Three Bids. There is no statute requiring three bids whenever a board authorizes projects. However, good business practice requires bidding for large projects. The threshold amount for seeking bids will depend on the association's budget. Associations with a $5 million annual budget will have a higher threshold before going out to bid than will associations with a $50,000 budget.
Small Projects. Boards will have difficulty obtaining bids for small repairs. Many contractors will not waste time preparing written proposals for a $500 repair. For routine plumbing repairs, most boards call a plumber familiar with the development and pay him as needed to repair leaks. This is an acceptable business practice.
Large Projects. When it comes to large projects, such as replacing a roof, painting buildings, paving streets, etc, bidding is a good business practice. If a board receives a single bid of $220,000 to paint buildings, it is impossible to determine the fairness of the proposal without competing bids. If the next two bids (from licensed and insured companies) come in at $160,000 and $152,000, the board will know that the first bid is too high.
Large Variances. Ideally, bids should be within 10% of each other. If there are significant variances, one of the bidders has made a mistake and improperly bid the project or is intentionally misbidding it. An unusually low bid may be undercutting legitimate bids and plans to substitute inferior materials or make up the difference with change orders. Boards need to investigate any large variances that may exist before making a decision.
Low Bid. Boards are not required to accept the lowest bid. The lowest bid is not always the best bid. The company may be small and inexperienced and may be operating on a shoestring budget with low levels of insurance, limited equipment, and minimal staffing. If someone quits or equipment fails, your project may suffer. With a more established company, the chances are better that the work will be done on time and within budget.

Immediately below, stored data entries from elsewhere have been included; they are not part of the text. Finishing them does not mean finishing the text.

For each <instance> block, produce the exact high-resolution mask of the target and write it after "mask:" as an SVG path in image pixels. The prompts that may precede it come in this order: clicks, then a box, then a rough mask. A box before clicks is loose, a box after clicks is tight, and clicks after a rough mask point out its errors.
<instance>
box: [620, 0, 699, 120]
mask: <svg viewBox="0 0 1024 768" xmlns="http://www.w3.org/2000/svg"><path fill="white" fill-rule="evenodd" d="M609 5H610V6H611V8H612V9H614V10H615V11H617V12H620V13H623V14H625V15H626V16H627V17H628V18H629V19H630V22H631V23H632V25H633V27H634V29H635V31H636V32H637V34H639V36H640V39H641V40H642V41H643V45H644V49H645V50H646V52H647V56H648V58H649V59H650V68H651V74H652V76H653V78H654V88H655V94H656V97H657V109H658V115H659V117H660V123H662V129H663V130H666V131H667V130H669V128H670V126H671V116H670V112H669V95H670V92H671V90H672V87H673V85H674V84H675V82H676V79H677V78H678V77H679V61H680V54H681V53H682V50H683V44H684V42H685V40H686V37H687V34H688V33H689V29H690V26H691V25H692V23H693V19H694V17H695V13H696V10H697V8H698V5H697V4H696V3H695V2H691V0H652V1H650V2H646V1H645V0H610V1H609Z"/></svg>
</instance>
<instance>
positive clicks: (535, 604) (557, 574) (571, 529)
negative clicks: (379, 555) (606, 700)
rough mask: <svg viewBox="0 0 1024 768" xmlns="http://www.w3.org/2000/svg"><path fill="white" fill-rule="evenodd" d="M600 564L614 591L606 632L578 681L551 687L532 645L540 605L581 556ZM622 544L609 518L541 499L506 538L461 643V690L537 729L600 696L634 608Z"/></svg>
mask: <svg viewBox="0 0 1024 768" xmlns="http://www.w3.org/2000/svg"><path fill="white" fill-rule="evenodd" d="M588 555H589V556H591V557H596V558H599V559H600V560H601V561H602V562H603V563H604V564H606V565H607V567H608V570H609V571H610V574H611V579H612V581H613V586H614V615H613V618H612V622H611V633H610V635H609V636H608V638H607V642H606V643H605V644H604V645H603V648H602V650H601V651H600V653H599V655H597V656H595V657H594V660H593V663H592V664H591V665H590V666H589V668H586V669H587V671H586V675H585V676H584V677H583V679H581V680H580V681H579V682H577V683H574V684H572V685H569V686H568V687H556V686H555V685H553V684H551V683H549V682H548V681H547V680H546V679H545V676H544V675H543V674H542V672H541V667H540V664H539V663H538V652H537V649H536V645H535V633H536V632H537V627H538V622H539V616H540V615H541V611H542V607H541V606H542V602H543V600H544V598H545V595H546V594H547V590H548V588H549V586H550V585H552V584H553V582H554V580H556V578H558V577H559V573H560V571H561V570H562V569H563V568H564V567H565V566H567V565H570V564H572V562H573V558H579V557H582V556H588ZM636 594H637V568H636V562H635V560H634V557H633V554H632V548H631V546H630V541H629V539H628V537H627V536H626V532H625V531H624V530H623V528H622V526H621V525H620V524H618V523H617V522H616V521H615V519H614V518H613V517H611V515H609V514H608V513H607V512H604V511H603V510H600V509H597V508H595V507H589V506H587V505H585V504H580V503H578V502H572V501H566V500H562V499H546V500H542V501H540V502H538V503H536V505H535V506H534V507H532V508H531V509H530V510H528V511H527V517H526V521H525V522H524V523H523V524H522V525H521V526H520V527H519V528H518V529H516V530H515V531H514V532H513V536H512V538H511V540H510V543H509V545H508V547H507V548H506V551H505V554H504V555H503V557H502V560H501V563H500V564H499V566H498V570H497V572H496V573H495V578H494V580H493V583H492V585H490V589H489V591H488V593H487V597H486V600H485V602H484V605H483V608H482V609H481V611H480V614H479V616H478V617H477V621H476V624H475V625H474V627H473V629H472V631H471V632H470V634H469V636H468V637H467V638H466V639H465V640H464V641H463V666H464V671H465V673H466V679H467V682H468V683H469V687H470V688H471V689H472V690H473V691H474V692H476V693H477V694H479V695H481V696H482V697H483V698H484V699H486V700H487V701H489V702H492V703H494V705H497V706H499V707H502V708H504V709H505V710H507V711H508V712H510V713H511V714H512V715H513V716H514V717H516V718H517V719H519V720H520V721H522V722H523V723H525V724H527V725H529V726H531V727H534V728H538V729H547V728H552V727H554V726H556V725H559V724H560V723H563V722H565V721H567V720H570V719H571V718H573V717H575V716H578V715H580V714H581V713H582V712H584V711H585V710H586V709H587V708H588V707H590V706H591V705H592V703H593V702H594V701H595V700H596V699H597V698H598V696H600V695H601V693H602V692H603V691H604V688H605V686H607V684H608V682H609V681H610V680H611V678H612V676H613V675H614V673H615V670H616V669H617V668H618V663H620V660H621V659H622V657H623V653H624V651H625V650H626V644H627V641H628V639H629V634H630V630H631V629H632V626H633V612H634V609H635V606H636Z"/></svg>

Specifications. A critical factor for bidding projects is the preparation of specifications. It will be impossible to properly compare bids if companies are not bidding the same work. For a large painting project, are all bidders power-washing the exterior? Are they filling cracks and caulking around window frames? Are they using the same quality paint and applying it to the same thickness? To compare apples to apples, have a consultant prepare the specifications. Only then can boards truly compare bids. See Request for Proposal.
Sealed Bids. Boards should use a sealed bid policy when soliciting bids. Boards are allowed to review and discuss bids in executive session but may, if they choose, review and vote on them in open session.

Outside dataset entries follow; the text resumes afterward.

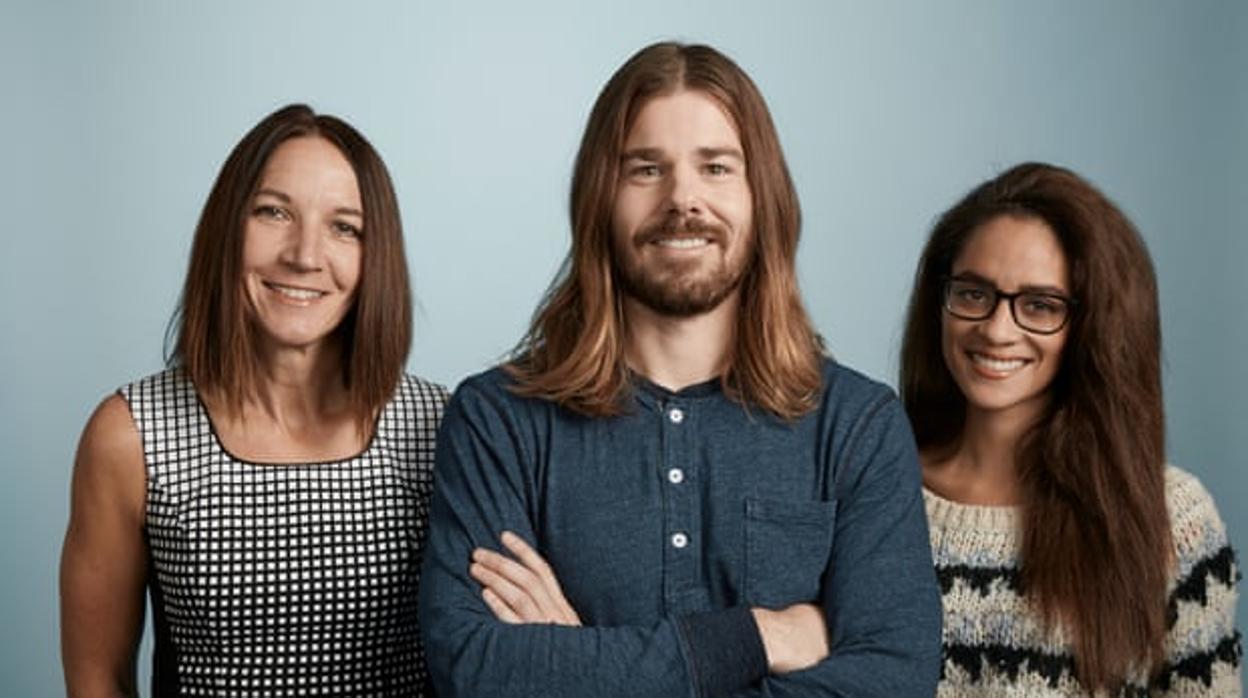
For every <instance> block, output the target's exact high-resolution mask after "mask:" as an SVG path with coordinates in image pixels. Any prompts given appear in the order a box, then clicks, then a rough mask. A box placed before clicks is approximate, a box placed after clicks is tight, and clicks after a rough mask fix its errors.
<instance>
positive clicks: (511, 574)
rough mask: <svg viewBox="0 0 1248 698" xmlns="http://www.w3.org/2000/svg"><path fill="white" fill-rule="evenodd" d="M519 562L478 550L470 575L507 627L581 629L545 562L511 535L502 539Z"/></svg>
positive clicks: (488, 551)
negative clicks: (477, 584)
mask: <svg viewBox="0 0 1248 698" xmlns="http://www.w3.org/2000/svg"><path fill="white" fill-rule="evenodd" d="M499 539H500V541H502V542H503V547H505V548H507V549H508V551H509V552H510V553H512V554H513V556H515V559H512V558H509V557H507V556H504V554H499V553H495V552H494V551H487V549H484V548H477V549H474V551H473V553H472V566H469V567H468V573H469V574H472V578H473V579H477V582H479V583H480V586H482V587H483V589H482V592H480V597H482V598H483V599H484V601H485V606H488V607H489V609H490V611H493V612H494V616H497V617H498V619H499V621H503V622H504V623H554V624H557V626H580V617H579V616H577V611H575V609H574V608H572V604H569V603H568V599H565V598H564V597H563V589H562V588H560V587H559V579H557V578H555V576H554V571H553V569H550V566H549V564H548V563H547V561H545V559H543V558H542V556H539V554H538V553H537V551H534V549H533V548H530V547H529V546H528V543H525V542H524V541H523V539H520V537H519V536H517V534H515V533H512V532H510V531H504V532H503V534H502V536H500V537H499Z"/></svg>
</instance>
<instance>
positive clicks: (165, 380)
mask: <svg viewBox="0 0 1248 698" xmlns="http://www.w3.org/2000/svg"><path fill="white" fill-rule="evenodd" d="M120 392H121V395H122V397H125V400H126V402H127V403H129V405H130V411H131V415H132V416H134V418H135V423H136V425H137V427H139V433H140V435H141V437H142V443H144V457H145V461H146V467H147V513H146V536H147V544H149V554H150V559H149V564H150V569H149V584H150V588H151V596H152V607H154V609H155V629H156V633H155V634H156V649H155V657H154V661H152V694H154V696H155V697H165V696H215V697H237V698H252V697H255V698H260V697H268V698H286V697H295V696H368V697H386V696H403V697H412V696H422V694H428V693H429V692H428V689H427V688H426V687H427V677H426V668H424V657H423V653H422V649H421V642H419V634H421V633H419V627H418V624H417V612H416V603H417V581H418V576H419V568H421V551H422V546H423V543H424V527H426V521H427V519H428V502H429V493H431V488H432V484H433V476H432V471H433V450H434V440H436V436H437V428H438V422H439V421H441V420H442V408H443V405H444V403H446V400H447V391H446V388H443V387H441V386H437V385H433V383H428V382H424V381H422V380H419V378H416V377H413V376H404V377H403V378H402V381H401V383H399V386H398V390H397V391H396V395H394V397H393V398H392V400H391V402H388V403H387V405H386V407H384V408H383V411H382V413H381V416H379V417H378V420H377V426H376V431H374V435H373V438H372V441H371V442H369V445H368V446H367V448H366V450H364V451H363V452H362V453H359V455H358V456H356V457H353V458H347V460H343V461H334V462H324V463H306V465H305V463H301V465H263V463H252V462H247V461H243V460H240V458H236V457H235V456H232V455H231V453H228V452H227V451H226V450H225V447H222V445H221V441H220V438H218V437H217V435H216V432H215V431H213V427H212V422H211V421H210V420H208V415H207V411H206V410H205V407H203V403H202V402H201V401H200V398H198V395H197V393H196V391H195V386H193V385H192V383H191V381H190V380H188V378H187V377H186V375H185V373H183V372H182V371H181V370H177V368H171V370H167V371H163V372H161V373H156V375H154V376H150V377H147V378H144V380H141V381H137V382H135V383H131V385H129V386H126V387H124V388H121V391H120Z"/></svg>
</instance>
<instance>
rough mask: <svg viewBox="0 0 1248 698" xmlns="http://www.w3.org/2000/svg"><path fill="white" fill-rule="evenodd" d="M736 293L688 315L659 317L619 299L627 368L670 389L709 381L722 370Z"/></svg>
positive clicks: (735, 326)
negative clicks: (700, 309)
mask: <svg viewBox="0 0 1248 698" xmlns="http://www.w3.org/2000/svg"><path fill="white" fill-rule="evenodd" d="M739 302H740V295H739V293H736V292H734V293H733V295H731V296H729V297H728V298H725V300H724V302H723V303H720V305H719V306H718V307H715V310H711V311H710V312H705V313H701V315H696V316H693V317H671V316H666V315H660V313H656V312H654V311H653V310H650V308H649V307H646V306H645V305H643V303H640V302H638V301H636V300H634V298H624V326H625V327H626V333H628V336H626V341H628V347H626V350H625V360H626V361H628V365H629V368H631V370H633V371H635V372H638V373H640V375H641V376H645V377H646V378H648V380H649V381H651V382H653V383H655V385H659V386H663V387H665V388H668V390H670V391H679V390H681V388H685V387H688V386H693V385H696V383H701V382H705V381H709V380H711V378H715V377H718V376H720V375H723V373H724V371H725V370H728V365H729V362H730V361H731V353H733V342H734V338H735V333H736V313H738V307H739Z"/></svg>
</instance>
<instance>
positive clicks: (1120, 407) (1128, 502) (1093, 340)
mask: <svg viewBox="0 0 1248 698" xmlns="http://www.w3.org/2000/svg"><path fill="white" fill-rule="evenodd" d="M1002 215H1007V216H1025V217H1035V219H1038V220H1042V221H1045V222H1046V224H1047V225H1048V226H1050V227H1051V229H1052V230H1053V232H1055V233H1056V235H1057V237H1058V240H1060V242H1061V246H1062V250H1063V251H1065V253H1066V258H1067V263H1068V265H1070V277H1071V285H1072V288H1071V292H1072V295H1073V297H1075V298H1076V300H1077V302H1078V306H1077V307H1076V310H1075V316H1073V317H1072V320H1071V327H1070V331H1068V335H1067V340H1066V351H1065V352H1063V353H1062V363H1061V367H1060V370H1058V373H1057V376H1056V377H1055V380H1053V383H1052V386H1051V387H1050V391H1051V395H1052V400H1051V401H1050V405H1048V408H1047V412H1046V413H1045V415H1043V417H1042V418H1041V420H1040V422H1038V423H1037V425H1036V426H1035V427H1033V428H1032V430H1031V431H1030V432H1028V433H1027V435H1026V436H1025V437H1023V438H1022V440H1021V441H1020V443H1018V446H1017V461H1018V465H1020V479H1021V486H1022V492H1023V517H1022V551H1021V559H1022V588H1023V592H1025V593H1026V596H1027V597H1028V598H1030V599H1031V601H1032V602H1033V603H1035V604H1036V607H1037V608H1038V611H1040V613H1041V616H1042V618H1043V621H1045V624H1046V627H1048V628H1050V629H1051V631H1052V629H1055V628H1056V626H1057V624H1058V623H1061V626H1062V627H1063V629H1067V631H1068V632H1070V633H1071V638H1072V642H1073V647H1075V661H1076V671H1077V674H1078V678H1080V681H1082V682H1083V684H1085V686H1087V687H1090V688H1093V689H1094V688H1109V689H1116V688H1117V687H1119V686H1121V684H1122V682H1123V681H1124V679H1126V678H1128V674H1129V673H1131V672H1133V671H1137V669H1149V671H1152V669H1156V668H1157V666H1158V663H1159V661H1161V659H1162V657H1163V641H1164V634H1166V627H1167V626H1166V623H1167V619H1166V613H1167V596H1166V594H1167V584H1168V571H1169V564H1171V554H1172V553H1171V531H1169V519H1168V514H1167V509H1166V478H1164V421H1163V410H1162V381H1161V321H1159V317H1158V310H1157V281H1156V276H1154V275H1153V266H1152V262H1151V261H1149V257H1148V251H1147V250H1146V247H1144V243H1143V241H1142V240H1141V237H1139V235H1138V233H1137V232H1136V229H1134V227H1133V226H1132V225H1131V221H1128V220H1127V217H1126V216H1124V215H1123V214H1122V211H1119V210H1118V209H1117V207H1116V206H1114V205H1113V204H1112V202H1111V201H1109V200H1108V199H1106V197H1104V195H1102V194H1101V192H1099V191H1097V189H1096V187H1093V186H1092V185H1091V184H1088V182H1087V181H1085V180H1083V179H1082V177H1080V176H1078V175H1076V174H1075V172H1071V171H1070V170H1065V169H1061V167H1055V166H1052V165H1043V164H1023V165H1018V166H1016V167H1012V169H1011V170H1008V171H1006V172H1003V174H1002V175H1000V176H997V177H996V179H993V180H990V181H987V182H985V184H982V185H980V186H978V187H976V189H975V190H972V191H971V192H970V194H967V195H966V197H965V199H962V200H961V201H960V202H958V204H957V205H956V206H953V207H952V209H950V210H948V211H947V212H945V215H943V216H941V219H940V220H938V221H937V224H936V227H935V230H934V231H932V233H931V238H930V240H929V241H927V246H926V247H925V248H924V253H922V257H921V258H920V262H919V270H917V273H916V276H915V287H914V293H912V295H911V298H910V310H909V318H907V321H906V332H905V338H904V341H902V348H901V381H900V390H901V398H902V402H904V403H905V407H906V412H907V413H909V416H910V421H911V423H912V425H914V428H915V437H916V440H917V442H919V447H920V448H925V450H926V448H931V450H941V448H946V447H950V446H952V445H955V443H956V442H957V441H958V440H960V438H961V436H962V428H963V426H965V418H966V400H965V398H963V396H962V393H961V391H958V388H957V385H956V383H955V382H953V377H952V376H951V375H950V372H948V368H947V367H946V365H945V360H943V357H942V353H941V312H942V310H941V308H942V297H941V292H942V280H943V277H946V276H947V275H948V273H950V272H951V270H952V265H953V261H955V260H956V257H957V255H958V253H960V252H961V250H962V247H963V245H965V243H966V241H967V238H968V237H970V236H971V233H972V232H975V231H976V230H977V229H978V227H980V226H982V225H985V224H986V222H988V221H991V220H993V219H996V217H998V216H1002Z"/></svg>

Sample Policy. Boards should consider adopting a policy related to bidding. Following is a sample:
Management shall obtain three bids for all work over $_______. Contracts will not necessarily be awarded to the lowest bidder--contracts will be awarded to the best bidder as determined by the board. The requirement for three bids may be waived depending on the circumstances, i.e., whether the work is an emergency, the association has a long-standing relationship with a particular vendor who is especially knowledgeable about the building, changing vendors would disrupt existing warranties, and/or other vendors are not be willing to bid on the project.

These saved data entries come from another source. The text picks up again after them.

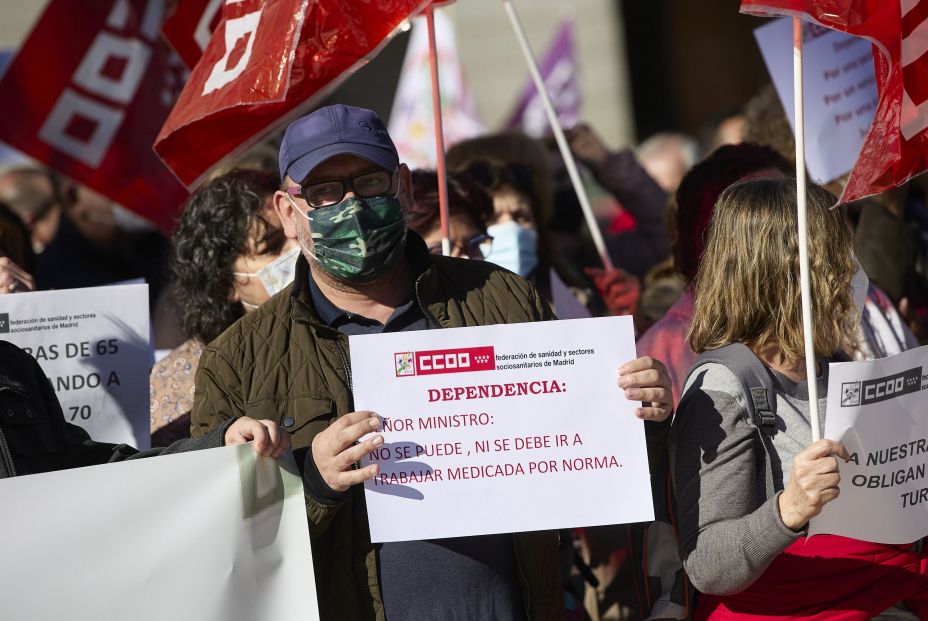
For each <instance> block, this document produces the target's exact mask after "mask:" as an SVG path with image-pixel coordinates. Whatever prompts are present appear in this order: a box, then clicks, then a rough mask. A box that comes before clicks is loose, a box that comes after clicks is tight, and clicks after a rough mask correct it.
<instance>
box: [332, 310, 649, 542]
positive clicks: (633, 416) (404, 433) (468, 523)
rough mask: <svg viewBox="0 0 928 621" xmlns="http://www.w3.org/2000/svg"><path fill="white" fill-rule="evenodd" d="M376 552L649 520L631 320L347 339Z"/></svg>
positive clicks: (406, 332) (413, 333)
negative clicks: (592, 526) (378, 416)
mask: <svg viewBox="0 0 928 621" xmlns="http://www.w3.org/2000/svg"><path fill="white" fill-rule="evenodd" d="M350 343H351V360H352V375H353V380H354V398H355V407H356V409H358V410H372V411H374V412H377V413H378V414H379V415H380V416H381V417H383V419H384V421H383V431H382V433H383V436H384V444H383V446H381V447H379V448H378V449H376V450H375V451H373V452H372V453H371V454H370V455H369V456H368V457H367V458H366V459H364V460H363V464H365V465H366V464H368V463H371V462H373V463H377V464H379V466H380V474H379V475H378V476H377V477H375V478H374V479H373V480H371V481H368V482H367V483H366V484H365V493H366V497H367V510H368V514H369V516H370V526H371V538H372V541H374V542H383V541H408V540H420V539H436V538H443V537H460V536H469V535H483V534H491V533H507V532H520V531H533V530H547V529H556V528H570V527H579V526H594V525H601V524H619V523H625V522H639V521H645V520H651V519H653V505H652V500H651V487H650V479H649V472H648V459H647V451H646V447H645V434H644V425H643V423H642V421H641V420H639V419H637V418H636V417H635V414H634V410H635V407H636V406H637V405H639V404H638V403H636V402H631V401H628V400H627V399H626V398H625V396H624V393H623V392H622V390H621V389H620V388H619V387H618V386H617V383H616V382H617V378H618V368H619V366H620V365H621V364H622V363H625V362H628V361H629V360H632V359H634V358H635V338H634V330H633V327H632V320H631V317H608V318H599V319H577V320H571V321H548V322H536V323H521V324H508V325H494V326H485V327H473V328H454V329H444V330H423V331H417V332H399V333H391V334H377V335H365V336H352V337H350Z"/></svg>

Frequency of Bids. If an association already has a good company providing good services, the board is not obligated to force it to annually re-bid their services. This includes companies such as landscapers, elevator companies, management companies, security services, etc. Forcing them into an annual bidding cycle can lead them to view their relationship with the association as a short-term commitment rather than one into which they should invest time and energy. Annual re-bidding will also cause competitors to stop preparing and submitting proposals. They will view the annual dance as an exercise in futility.
If a company has been providing valuable services and has not exceeded CPI increases, the company could be in place for many years without going through a formal re-bidding process. Instead, management can spot-check industry pricing by making phone calls. Even if the board were to request new landscape bids on a 5-year cycle, it does not mean the board should switch companies if one came in with a lower bid. Switching to a cheaper company could result in lower-quality service. If the existing vendor is not the lowest bid but is competitive, the association benefits from continuity of relationship with a known entity providing reliable services--one that is already familiar with the association's policies and procedures.